Ce fils du préfet de Nouhadibou prétendait vouloir défendre une communauté méprisée et exploitée dans son pays, dont il fait partie dans une société subdivisé en castes hermétiques. Avant même d’être condamné, ses écrits lui ont valu d’être licencié par son employeur et d’être renié par sa famille et sa belle-famille. Mais cette réprobation n’a pas suffi, les autorités sont allées plus lin, jusqu’à le condamner à mort.

Dans une tribune rédigée en langue arabe, il attaquait «les décisions prises lors de la conquête de La Mecque au cours de laquelle les mécréants combattant l'islam furent graciés parce qu'ils étaient des proches parents du Prophète et de ses compagnons, contrairement aux juifs qui étaient exécutés pour avoir seulement comploté contre le Prophète».

Faisant le parallèle avec cette époque, il accusait dans ses écrits son pays d'avoir perpétué «un ordre social inique marginalisant au nom de l'islam certaines catégories sociales comme les "Moualamines, les descendants d'esclaves et les griots».

Le juge a estimé qu’il méritait la peine de mort car il «parlait avec légèreté du prophète et qu’il enfreignait les ordres divins». A l’énoncé du verdict, le jeune Mohamed s’est évanoui alors que de bruyantes scènes de joie ont eu lieu tant au tribunal que dans les rues de Nouadhibou et de Nouakchott.

Malgré le fait qu’il se soit repenti pendant sa comparution, la cour n’a pas jugé utile d’en tenir compte alors que le repentir est censé être une circonstance atténuante en pareil cas de figure.

L’article 306 du code pénal mauritanien prévoyant la peine de mort pour tout musulman ayant renoncé à l'islam, explicitement ou à travers des actes ou paroles prévoit pourtant la possibilité de repentir.

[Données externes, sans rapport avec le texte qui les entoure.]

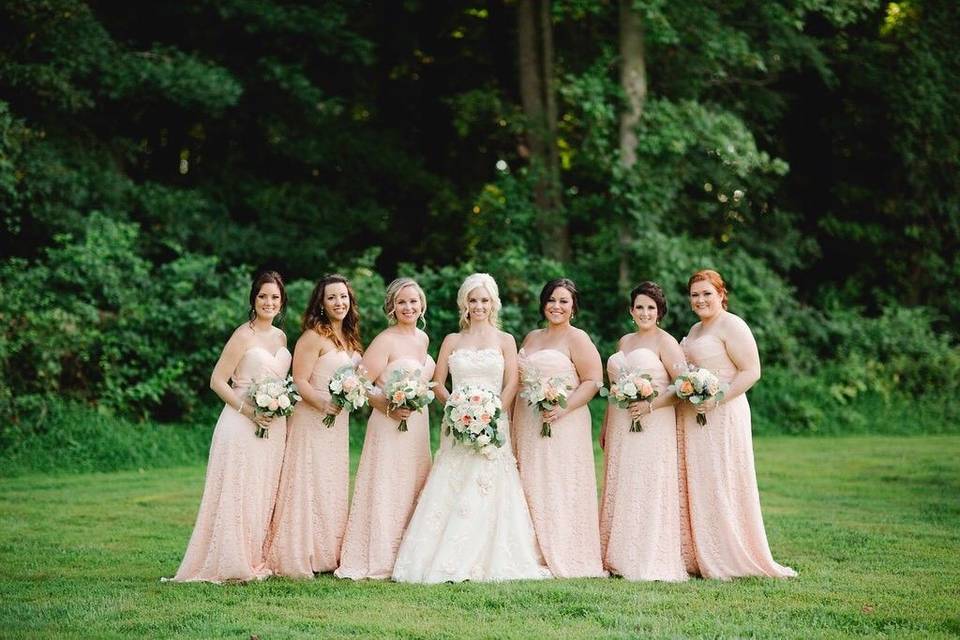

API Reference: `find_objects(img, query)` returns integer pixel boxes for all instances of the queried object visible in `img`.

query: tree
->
[517,0,570,262]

Quinze jours avant cette condamnation à mort, le président Mohamed Ould Abdel Aziz s’était joint aux milliers de manifestants en colère rassemblés devant son palais pour réclamer la tête de «l’apostat blasphémateur». Il s’était engagé à "prendre toutes les mesures nécessaires pour défendre l'islam et son prophète en déclarant que la justice «fera son travail car soyez certains que l'islam est au-dessus de tout, de la démocratie et de la liberté».

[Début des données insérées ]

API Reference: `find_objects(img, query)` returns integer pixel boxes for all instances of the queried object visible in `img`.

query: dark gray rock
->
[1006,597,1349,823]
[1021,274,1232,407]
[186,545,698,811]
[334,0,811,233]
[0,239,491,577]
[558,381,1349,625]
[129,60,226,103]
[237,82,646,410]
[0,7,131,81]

Le jeune accusé n’a d’ailleurs bénéficié d’aucun soutien de la société civile car aucun avocat mauritanien n’a accepté de prendre en charge sa défense et il a du se contenter d’un défenseur commis d’office.

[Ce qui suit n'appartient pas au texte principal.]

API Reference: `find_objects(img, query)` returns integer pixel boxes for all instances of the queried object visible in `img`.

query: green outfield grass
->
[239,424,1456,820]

Conspué de partout, il a également été condamné par la commission nationale des droits de l’homme mauritanien (CNDHM) qui a fait part de sa consternation pour des écrits jugés «blasphématoires, vexatoires et provocateurs et hérétiques».

Au final, si la raison d’Etat de la République islamique de Mauritanie lui a valu une condamnation à mort, il apparait probable que cette même raison d’Etat lui sauvera la vie en annulant son exécution.

Sinon comment expliquer à l’opinion mauritanienne et internationale, l’exécution d’un «apostat» n’ayant pas de sang sur les mains alors qu’il y a un moratoire de fait depuis 1987 et que de nombreux assassins terroristes de l’AQMI croupissent dans les couloirs de la mort sans être inquiétés selon les propos d’organisations de droits humains.

Malgré le fait que cette affaire a eu une faible couverture médiatique à travers le monde, le président mauritanien dépositaire du droit de grâce, devrait logiquement en user sans quoi il se retrouverait dans une situation politique et diplomatique inextricable.

Soulignons qu’une pétition mondiale qui a été lancée sur Change.org, en soutien au condamné à mort, à laquelle nous nous associons, n’a recueilli à ce jour que 2.503 signatures.